In una bellissima intervista di 2 anni fa è emersa una delle immagini più semplici e veritiere dei Khruangbin: l’incontro tra un batterista gospel/hiphop (Daniel Ray Johnson), un’affascinante appassionata d’arte divenuta successivamente bassista (Laura Lee) e un chitarrista esperto e innamorato della cosiddetta world music (Mark Speer), insieme nel convergere le proprie passioni e nella voglia di scoprire.
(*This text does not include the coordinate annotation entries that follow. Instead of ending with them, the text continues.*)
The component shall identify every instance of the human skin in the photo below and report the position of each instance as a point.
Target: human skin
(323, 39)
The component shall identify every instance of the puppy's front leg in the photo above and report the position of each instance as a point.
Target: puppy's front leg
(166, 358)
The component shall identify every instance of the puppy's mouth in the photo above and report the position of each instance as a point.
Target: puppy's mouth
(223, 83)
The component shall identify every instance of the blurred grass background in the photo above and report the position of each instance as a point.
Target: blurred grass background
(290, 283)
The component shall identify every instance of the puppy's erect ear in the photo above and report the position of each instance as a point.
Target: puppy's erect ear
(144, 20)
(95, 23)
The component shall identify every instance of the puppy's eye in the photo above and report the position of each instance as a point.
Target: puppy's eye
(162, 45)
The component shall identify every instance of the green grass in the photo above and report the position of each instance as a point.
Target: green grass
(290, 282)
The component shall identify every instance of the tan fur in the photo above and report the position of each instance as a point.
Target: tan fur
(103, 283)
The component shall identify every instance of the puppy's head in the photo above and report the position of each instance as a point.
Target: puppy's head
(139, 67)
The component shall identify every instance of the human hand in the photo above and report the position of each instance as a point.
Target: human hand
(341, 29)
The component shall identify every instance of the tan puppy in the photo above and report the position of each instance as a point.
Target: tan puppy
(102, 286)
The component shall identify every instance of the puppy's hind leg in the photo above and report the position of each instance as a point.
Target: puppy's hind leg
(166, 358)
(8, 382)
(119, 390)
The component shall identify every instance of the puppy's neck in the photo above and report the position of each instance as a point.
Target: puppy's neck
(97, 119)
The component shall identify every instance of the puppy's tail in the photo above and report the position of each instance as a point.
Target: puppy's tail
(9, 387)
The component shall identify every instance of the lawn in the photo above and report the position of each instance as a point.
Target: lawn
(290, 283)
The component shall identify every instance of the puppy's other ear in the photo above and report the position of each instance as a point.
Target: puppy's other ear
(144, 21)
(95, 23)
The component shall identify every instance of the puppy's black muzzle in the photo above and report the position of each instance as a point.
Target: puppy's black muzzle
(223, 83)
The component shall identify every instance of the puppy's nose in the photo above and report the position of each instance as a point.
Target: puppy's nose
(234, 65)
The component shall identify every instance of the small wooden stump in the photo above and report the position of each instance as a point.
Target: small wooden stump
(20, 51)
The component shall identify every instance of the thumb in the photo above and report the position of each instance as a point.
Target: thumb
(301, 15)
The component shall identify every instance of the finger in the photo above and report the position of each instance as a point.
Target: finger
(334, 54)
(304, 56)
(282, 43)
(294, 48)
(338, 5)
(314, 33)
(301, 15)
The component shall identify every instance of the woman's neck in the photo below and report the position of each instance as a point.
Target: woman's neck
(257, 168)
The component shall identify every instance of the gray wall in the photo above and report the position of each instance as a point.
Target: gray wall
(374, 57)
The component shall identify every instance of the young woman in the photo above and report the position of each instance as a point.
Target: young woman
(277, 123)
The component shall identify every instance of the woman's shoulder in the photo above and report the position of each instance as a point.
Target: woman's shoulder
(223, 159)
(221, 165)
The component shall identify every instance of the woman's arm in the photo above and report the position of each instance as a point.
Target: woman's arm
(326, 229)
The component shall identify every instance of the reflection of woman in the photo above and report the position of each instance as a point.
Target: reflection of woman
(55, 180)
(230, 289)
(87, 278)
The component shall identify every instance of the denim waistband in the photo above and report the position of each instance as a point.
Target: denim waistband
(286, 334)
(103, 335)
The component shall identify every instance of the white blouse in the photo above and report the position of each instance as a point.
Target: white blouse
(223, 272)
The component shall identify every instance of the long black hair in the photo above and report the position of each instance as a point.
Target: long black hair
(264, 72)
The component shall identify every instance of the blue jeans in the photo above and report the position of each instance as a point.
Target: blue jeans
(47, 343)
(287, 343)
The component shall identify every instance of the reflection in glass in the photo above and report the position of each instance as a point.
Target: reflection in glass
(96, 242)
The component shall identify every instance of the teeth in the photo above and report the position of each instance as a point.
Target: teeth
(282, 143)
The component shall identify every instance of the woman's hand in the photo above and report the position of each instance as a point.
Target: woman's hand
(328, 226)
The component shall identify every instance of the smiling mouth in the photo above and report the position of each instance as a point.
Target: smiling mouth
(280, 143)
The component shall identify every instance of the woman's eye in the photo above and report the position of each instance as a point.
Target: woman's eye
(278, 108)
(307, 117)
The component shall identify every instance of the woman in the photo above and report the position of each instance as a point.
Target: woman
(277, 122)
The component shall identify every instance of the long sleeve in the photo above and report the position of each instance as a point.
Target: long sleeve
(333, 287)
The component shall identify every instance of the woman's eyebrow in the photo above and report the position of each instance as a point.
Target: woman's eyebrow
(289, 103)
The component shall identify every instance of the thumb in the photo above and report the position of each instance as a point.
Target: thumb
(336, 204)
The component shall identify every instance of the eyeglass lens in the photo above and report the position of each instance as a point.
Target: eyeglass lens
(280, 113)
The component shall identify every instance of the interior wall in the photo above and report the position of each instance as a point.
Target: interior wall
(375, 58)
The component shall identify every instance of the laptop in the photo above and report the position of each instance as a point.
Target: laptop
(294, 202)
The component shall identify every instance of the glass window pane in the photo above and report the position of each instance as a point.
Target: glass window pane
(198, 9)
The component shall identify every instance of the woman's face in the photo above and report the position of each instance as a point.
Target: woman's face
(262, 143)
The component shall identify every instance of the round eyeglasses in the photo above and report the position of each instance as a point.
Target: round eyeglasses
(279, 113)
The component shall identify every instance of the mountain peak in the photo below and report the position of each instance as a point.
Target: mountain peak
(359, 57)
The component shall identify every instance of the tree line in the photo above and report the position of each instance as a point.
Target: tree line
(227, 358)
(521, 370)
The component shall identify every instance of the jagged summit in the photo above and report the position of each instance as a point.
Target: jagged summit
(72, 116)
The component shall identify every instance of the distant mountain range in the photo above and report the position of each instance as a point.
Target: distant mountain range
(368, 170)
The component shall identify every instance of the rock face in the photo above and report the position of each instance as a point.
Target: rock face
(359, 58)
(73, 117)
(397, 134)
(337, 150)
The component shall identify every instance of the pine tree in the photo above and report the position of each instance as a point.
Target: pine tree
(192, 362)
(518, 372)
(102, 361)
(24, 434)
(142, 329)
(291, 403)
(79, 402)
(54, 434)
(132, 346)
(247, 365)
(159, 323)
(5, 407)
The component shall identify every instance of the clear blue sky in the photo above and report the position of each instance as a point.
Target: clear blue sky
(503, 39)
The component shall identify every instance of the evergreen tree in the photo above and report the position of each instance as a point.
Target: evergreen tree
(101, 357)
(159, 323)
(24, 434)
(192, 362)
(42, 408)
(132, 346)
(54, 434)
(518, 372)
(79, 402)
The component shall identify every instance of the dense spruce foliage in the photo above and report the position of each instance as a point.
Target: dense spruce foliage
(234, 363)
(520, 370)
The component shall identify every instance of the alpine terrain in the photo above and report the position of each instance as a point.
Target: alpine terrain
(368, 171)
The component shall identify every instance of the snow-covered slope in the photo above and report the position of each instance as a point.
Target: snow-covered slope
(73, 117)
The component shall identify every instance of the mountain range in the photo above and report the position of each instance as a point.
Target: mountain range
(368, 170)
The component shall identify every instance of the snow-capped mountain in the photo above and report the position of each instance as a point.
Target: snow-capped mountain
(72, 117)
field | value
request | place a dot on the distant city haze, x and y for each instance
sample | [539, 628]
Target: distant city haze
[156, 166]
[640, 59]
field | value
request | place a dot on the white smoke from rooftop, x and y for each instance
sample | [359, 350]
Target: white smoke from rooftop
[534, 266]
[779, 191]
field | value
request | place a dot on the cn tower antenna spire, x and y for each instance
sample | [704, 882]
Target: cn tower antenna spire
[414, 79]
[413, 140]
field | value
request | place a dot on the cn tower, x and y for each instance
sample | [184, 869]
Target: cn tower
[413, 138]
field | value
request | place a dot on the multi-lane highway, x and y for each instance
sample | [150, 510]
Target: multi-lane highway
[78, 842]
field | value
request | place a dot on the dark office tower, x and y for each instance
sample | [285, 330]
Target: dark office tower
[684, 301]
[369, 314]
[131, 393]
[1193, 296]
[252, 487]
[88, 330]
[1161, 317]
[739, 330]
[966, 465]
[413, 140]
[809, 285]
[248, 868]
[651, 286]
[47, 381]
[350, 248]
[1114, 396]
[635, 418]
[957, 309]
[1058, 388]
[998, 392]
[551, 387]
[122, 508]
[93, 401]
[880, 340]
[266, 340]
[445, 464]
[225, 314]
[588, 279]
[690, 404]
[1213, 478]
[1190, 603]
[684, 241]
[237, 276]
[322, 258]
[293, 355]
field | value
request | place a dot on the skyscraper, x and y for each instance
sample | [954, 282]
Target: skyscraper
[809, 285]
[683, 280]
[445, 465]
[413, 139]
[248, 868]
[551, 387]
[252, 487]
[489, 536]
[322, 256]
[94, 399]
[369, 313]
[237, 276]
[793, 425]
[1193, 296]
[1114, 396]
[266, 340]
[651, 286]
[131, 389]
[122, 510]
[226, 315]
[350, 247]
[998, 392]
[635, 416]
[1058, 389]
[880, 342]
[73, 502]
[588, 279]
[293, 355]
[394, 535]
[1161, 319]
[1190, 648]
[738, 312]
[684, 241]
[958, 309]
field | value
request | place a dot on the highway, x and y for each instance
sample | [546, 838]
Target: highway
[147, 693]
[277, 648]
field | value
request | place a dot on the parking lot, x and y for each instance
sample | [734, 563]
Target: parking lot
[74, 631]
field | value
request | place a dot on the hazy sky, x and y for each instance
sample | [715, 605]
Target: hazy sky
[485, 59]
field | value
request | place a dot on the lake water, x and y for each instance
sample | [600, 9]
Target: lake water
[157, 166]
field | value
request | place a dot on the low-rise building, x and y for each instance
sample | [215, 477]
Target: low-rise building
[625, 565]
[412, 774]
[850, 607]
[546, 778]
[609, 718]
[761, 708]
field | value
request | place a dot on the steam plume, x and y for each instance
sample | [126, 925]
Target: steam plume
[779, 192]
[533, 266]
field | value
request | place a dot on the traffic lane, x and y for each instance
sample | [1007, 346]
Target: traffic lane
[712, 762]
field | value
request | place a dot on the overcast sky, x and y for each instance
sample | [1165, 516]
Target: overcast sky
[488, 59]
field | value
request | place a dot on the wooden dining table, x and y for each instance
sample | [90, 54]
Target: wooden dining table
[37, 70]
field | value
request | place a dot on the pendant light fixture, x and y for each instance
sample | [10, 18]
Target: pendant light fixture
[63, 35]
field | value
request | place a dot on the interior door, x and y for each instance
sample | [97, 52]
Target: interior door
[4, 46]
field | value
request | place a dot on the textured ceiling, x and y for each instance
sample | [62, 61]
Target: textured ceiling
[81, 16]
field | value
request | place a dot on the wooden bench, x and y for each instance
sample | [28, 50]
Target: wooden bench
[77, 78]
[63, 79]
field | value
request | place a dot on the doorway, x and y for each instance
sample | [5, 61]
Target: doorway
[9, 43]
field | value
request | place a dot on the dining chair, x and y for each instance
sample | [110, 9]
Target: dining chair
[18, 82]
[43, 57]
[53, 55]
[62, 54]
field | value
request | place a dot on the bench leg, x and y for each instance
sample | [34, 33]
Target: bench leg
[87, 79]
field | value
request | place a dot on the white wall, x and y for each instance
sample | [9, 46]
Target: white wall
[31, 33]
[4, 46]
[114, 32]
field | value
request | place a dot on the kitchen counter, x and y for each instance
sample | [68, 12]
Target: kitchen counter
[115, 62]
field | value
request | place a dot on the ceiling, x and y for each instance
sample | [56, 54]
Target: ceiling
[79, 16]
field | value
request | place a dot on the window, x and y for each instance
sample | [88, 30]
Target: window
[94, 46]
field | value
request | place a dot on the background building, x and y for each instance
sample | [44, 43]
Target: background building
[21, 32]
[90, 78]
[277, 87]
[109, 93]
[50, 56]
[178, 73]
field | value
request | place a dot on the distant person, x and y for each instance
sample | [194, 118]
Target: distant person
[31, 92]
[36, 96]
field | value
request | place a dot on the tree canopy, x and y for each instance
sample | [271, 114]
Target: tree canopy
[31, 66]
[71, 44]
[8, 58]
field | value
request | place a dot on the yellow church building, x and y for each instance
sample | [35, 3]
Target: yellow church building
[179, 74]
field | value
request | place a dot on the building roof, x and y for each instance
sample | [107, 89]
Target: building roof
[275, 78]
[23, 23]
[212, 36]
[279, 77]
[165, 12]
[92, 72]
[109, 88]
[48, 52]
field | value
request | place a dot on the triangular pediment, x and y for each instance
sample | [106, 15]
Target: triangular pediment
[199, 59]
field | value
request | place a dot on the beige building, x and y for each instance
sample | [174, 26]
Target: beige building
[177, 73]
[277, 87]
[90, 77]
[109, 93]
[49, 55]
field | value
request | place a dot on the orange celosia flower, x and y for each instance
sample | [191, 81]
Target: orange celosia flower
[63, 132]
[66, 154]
Sin dall’esordio, The Universe Smiles Upon You, non è stato semplice racchiudere i 3 nuovi eroi di Houston in un genere unico: la prerogativa groovy sembra essere il tres d’union di un caleidoscopio di funk, thai funk, soul, psichedelia, jazz, fusion… e sì, sicuramente ci stiamo scordando di qualcosa.

Dopo l’exploit del precedente Con Todo El Mundo nel 2018 si è innescato un hype notevole rispetto al nuovo lavoro del trio, anche grazie a brevi e significative collaborazioni con artisti del calibro di Leon Bridges (nel caso lo foste perso, recuperatevi l’ep Texas Sun). Mordechai è il terzo lavoro ufficiale dei Khruangbin e si presenta con una splendida copertina super colorata, in linea con la loro natura poliedrica. Chi li conosce già a dovere ha in mente le aspettative ben precise rispetto a ciò che troverà: un’elegante equilibrio tra gli strumenti, atmosfere evocative ed elementi musicali provenienti da diverse parti del pianeta.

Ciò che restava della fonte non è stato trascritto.